Emmanuel Macron se rend, ce jeudi 15 novembre, au Maroc pour inaugurer avec le roi Mohammed VI le TGV marocain, premier train à grande vitesse d’Afrique. Un chantier de huit ans pour un train qui va relier la capitale économique, Casablanca, à Tanger, deuxième pôle économique du royaume.
Voyager de Tanger à Casablanca en 2h30 au lieu de 5 heures de train – s’il n’y a pas de retard – ce sera désormais possible avec le nouveau TGV marocain. D’un investissement de près 2,3 milliards d’euros, ce projet est à moitié financé par la France. Mais il sera autant bénéfique pour le Maroc, selon Mehdi Fakir, économiste spécialisé dans l’évaluation des politiques publiques : « Le TGV, ce n’est pas un luxe. Lorsque vous pensez à la mobilité comme élément majeur qui va permettre de développer au niveau économique un pays et qui permettra de relier deux grands pôles du royaume, c’est quelque chose qui ne pourra être que louable. On cherche à ce que Tanger soit un vrai pôle économique et pas uniquement un pôle industriel. Les cadres de Casablanca vont se déplacer rapidement à Tanger, les cadres de Tanger vont se déplacer à Casablanca. La complémentarité sur le plant économique est très importante et les retombées vont se voir à moyen et long terme. »
Quelle pertinence pour ce projet ?
Avec Tanger Med, premier port d’Afrique et l’écosystème automobile créé autour de l’usine Renault, Tanger est le deuxième pôle économique du pays. La ligne TGV devrait, ensuite, rejoindre deux autres grandes villes du Maroc : Marrakech et Agadir, plus au sud, malgré les critiques des détracteurs du TGV. Depuis 2012, le collectif Stop TGV se questionne sur la pertinence de cet investissement colossal et des priorités fixées par l’Etat marocain. A sa tête, Omar Balafrej, député de la Fédération de la gauche démocratique : « Dix mètres de TGV, c’est l’équivalent d’une petite école dans le monde rural. Au Maroc, l’Etat dépense à peu près 600 euros par an et par élève dans l’éducation publique. Pour donner un ordre de grandeur, en France, vous dépensez autour de 8 000 euros. Tant que nous n’avons pas réglé nos problèmes principaux, et l’éducation est un problème principal, nous ne pouvons pas nous lancer dans ce genre de projets gigantesques. »

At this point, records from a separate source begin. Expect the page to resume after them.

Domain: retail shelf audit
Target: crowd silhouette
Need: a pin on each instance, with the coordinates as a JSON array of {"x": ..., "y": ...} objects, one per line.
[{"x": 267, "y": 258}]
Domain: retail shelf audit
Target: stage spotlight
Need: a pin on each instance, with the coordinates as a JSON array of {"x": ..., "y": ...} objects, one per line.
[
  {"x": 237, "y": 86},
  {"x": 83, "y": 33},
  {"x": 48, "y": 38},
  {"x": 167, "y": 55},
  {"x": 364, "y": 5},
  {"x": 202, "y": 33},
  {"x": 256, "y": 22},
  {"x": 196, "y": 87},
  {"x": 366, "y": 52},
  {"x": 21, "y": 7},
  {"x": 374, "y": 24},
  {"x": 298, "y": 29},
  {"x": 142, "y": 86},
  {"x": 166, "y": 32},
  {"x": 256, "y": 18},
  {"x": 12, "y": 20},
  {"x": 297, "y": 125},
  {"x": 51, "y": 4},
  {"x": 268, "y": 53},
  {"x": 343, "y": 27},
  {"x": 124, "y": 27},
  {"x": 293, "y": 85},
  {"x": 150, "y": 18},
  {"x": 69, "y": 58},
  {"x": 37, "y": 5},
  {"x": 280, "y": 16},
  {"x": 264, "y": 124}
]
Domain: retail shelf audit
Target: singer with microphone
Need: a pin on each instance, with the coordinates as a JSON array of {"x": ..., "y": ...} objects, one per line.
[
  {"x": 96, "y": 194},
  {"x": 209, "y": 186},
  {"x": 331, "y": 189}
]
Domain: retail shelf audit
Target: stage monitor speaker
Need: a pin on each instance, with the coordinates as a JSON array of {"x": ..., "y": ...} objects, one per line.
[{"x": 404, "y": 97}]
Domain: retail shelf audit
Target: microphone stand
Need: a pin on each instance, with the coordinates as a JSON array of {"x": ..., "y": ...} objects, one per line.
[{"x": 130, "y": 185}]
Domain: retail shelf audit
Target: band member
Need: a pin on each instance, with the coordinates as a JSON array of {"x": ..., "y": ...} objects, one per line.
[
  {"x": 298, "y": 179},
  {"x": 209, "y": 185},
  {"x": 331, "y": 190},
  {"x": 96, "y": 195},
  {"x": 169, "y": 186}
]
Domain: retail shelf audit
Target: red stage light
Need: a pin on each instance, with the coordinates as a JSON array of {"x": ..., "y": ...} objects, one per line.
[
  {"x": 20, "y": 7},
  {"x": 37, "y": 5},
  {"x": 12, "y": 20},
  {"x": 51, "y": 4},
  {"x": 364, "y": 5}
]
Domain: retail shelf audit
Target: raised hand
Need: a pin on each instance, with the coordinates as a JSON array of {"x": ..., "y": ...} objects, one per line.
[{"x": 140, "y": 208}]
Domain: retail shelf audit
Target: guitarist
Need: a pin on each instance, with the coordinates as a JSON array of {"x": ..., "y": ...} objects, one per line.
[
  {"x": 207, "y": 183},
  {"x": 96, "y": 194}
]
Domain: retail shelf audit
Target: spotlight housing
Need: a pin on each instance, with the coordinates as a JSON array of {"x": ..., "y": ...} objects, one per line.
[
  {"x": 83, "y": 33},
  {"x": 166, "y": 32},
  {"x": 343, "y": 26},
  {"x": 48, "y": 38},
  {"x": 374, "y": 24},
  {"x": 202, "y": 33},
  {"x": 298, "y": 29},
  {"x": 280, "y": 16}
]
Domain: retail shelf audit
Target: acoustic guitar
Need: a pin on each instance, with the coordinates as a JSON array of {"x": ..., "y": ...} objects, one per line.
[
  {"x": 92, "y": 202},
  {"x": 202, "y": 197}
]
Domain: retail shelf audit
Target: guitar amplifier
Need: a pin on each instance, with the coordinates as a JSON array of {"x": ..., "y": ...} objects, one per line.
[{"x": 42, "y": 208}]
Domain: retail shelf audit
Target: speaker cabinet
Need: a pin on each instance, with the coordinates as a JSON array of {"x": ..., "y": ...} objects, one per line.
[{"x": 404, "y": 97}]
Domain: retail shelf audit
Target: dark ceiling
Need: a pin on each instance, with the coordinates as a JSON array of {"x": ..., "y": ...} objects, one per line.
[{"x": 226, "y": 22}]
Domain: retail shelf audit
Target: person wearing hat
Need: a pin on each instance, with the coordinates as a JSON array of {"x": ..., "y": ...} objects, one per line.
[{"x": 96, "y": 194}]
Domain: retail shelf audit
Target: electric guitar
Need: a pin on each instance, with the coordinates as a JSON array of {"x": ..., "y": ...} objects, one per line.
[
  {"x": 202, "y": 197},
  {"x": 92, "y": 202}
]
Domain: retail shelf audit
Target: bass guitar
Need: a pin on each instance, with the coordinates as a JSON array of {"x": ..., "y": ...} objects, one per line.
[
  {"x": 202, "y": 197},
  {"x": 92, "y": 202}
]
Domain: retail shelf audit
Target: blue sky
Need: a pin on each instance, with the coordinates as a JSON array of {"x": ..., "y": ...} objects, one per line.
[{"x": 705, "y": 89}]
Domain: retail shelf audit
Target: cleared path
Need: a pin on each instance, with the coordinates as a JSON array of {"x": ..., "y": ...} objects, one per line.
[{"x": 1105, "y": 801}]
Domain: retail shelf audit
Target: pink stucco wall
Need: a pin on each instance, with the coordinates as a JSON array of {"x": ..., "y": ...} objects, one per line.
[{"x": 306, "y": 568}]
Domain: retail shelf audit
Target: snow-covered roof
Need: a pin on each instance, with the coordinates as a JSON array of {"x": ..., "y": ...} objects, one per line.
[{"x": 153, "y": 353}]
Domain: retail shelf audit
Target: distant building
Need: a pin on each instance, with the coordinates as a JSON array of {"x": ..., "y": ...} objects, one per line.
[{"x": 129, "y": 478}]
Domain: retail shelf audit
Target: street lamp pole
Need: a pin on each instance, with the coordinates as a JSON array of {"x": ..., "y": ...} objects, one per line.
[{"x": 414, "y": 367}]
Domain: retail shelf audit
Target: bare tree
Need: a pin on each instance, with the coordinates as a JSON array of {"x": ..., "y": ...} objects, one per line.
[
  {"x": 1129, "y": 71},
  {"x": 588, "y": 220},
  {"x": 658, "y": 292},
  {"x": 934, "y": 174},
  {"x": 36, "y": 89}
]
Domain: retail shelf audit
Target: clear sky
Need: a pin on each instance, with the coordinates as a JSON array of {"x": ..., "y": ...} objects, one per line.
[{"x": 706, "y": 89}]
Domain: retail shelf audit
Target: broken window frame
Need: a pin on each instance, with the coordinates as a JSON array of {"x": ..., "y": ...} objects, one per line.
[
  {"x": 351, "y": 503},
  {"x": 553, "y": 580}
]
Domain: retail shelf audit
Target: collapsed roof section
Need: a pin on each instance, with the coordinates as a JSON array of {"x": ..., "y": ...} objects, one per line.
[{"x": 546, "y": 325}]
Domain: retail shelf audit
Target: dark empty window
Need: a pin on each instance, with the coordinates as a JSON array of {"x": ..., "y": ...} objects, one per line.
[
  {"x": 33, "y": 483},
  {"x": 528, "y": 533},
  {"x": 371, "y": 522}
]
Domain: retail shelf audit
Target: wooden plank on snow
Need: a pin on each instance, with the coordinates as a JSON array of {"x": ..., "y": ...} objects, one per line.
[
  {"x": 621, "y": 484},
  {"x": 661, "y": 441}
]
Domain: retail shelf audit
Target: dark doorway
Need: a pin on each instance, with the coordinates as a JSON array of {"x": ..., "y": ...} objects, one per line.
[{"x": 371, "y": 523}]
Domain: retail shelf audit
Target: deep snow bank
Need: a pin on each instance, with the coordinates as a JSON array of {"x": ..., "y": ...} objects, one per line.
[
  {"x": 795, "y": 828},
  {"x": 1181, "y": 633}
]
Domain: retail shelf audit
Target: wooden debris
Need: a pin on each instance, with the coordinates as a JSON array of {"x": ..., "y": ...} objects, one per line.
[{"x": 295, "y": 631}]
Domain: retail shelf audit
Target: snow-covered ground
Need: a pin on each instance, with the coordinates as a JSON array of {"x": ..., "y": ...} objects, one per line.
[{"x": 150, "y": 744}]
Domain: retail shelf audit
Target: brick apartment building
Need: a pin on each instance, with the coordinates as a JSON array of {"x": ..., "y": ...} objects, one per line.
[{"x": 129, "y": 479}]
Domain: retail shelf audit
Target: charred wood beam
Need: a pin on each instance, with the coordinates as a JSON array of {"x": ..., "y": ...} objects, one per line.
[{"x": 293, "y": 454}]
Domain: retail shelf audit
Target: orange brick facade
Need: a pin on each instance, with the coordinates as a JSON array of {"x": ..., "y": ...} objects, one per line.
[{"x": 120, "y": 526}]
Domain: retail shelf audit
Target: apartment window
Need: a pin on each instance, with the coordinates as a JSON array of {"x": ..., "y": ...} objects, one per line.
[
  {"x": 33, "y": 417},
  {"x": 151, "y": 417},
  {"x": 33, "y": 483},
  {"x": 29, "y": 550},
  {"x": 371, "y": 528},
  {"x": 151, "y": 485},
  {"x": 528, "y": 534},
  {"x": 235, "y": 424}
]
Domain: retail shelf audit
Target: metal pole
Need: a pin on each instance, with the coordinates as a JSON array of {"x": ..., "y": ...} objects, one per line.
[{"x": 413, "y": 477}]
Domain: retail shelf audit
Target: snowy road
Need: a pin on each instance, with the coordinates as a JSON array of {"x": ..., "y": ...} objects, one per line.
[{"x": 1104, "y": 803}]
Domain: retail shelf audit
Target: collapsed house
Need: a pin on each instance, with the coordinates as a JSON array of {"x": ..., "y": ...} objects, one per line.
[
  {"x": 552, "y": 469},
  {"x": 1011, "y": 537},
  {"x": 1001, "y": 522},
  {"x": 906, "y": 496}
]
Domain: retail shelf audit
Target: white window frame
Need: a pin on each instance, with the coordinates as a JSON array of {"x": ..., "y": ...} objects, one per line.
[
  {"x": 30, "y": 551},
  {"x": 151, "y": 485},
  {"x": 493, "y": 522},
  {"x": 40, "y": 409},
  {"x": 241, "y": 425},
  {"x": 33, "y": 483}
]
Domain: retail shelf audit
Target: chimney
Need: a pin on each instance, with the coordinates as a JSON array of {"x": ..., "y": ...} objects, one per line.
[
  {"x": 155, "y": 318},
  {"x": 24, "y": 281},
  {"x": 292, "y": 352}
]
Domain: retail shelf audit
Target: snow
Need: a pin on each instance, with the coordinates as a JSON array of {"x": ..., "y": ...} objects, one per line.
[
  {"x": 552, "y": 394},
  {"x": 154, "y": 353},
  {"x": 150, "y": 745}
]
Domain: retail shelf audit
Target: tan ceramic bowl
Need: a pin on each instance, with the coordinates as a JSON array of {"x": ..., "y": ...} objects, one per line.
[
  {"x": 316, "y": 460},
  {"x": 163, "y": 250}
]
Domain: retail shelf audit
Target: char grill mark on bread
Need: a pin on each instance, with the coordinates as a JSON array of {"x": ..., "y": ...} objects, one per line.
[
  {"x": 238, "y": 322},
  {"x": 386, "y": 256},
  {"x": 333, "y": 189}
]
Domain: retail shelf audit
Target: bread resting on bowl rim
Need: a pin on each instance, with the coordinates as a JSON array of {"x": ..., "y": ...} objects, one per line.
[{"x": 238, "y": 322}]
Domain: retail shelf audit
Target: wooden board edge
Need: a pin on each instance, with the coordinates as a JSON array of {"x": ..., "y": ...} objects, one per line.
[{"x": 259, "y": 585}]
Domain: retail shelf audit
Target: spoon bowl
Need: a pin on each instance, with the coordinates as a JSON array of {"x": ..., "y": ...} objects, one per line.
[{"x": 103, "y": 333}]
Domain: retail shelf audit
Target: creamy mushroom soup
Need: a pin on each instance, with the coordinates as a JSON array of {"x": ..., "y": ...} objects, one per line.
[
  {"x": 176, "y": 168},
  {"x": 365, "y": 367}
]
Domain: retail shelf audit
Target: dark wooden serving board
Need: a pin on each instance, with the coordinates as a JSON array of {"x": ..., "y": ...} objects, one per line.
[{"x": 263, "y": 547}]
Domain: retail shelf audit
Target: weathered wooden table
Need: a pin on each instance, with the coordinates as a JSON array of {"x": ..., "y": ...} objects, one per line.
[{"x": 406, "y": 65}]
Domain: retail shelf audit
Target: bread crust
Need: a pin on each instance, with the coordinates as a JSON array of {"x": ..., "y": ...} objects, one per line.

Pour le collectif Stop TGV, l’Etat, à travers l’Office national des chemins de fer (ONCF), aurait plutôt intérêt à investir dans les trains régionaux afin d’atteindre certaines villes isolées et de désenclaver le monde rural. Du coup, les voyageurs marocains sont partagés, entre fierté nationale et espoir de développement d’un côté et de l’autre, défiance envers l’ONCF suite aux nombreux retards et à l’accident de train qui a fait sept morts en octobre 2018 : « Il y a des retards chaque jour sur tous les horaires, dit celui-ci, quand il pleut on a des écoulements partout. L’ONCF, vaut mieux qu’ils investissent sur les voyages normaux avant d’investir sur un TGV, ils n’ont même pas d’infrastructure. »
Un TGV accessible à tous ?
Pour cet autre voyageur, « on ne sait pas si ça va marcher avec l’ONCF car c’est leur première expérience sur une ligne à grande vitesse. » Pour celui-ci, par contre, « c’est un projet d’avenir pour le Maroc, il y’a aussi des grandes entreprises qui vont rentrer au Maroc pour investir de gros chiffre d’affaires pour les jeunes marocains et pour les jeunes diplômés ; c’est une très bonne chose oui. » Un voyageur se posait aussi la question du prix du billet de train, afin de savoir si ce TGV serait accessible à tous.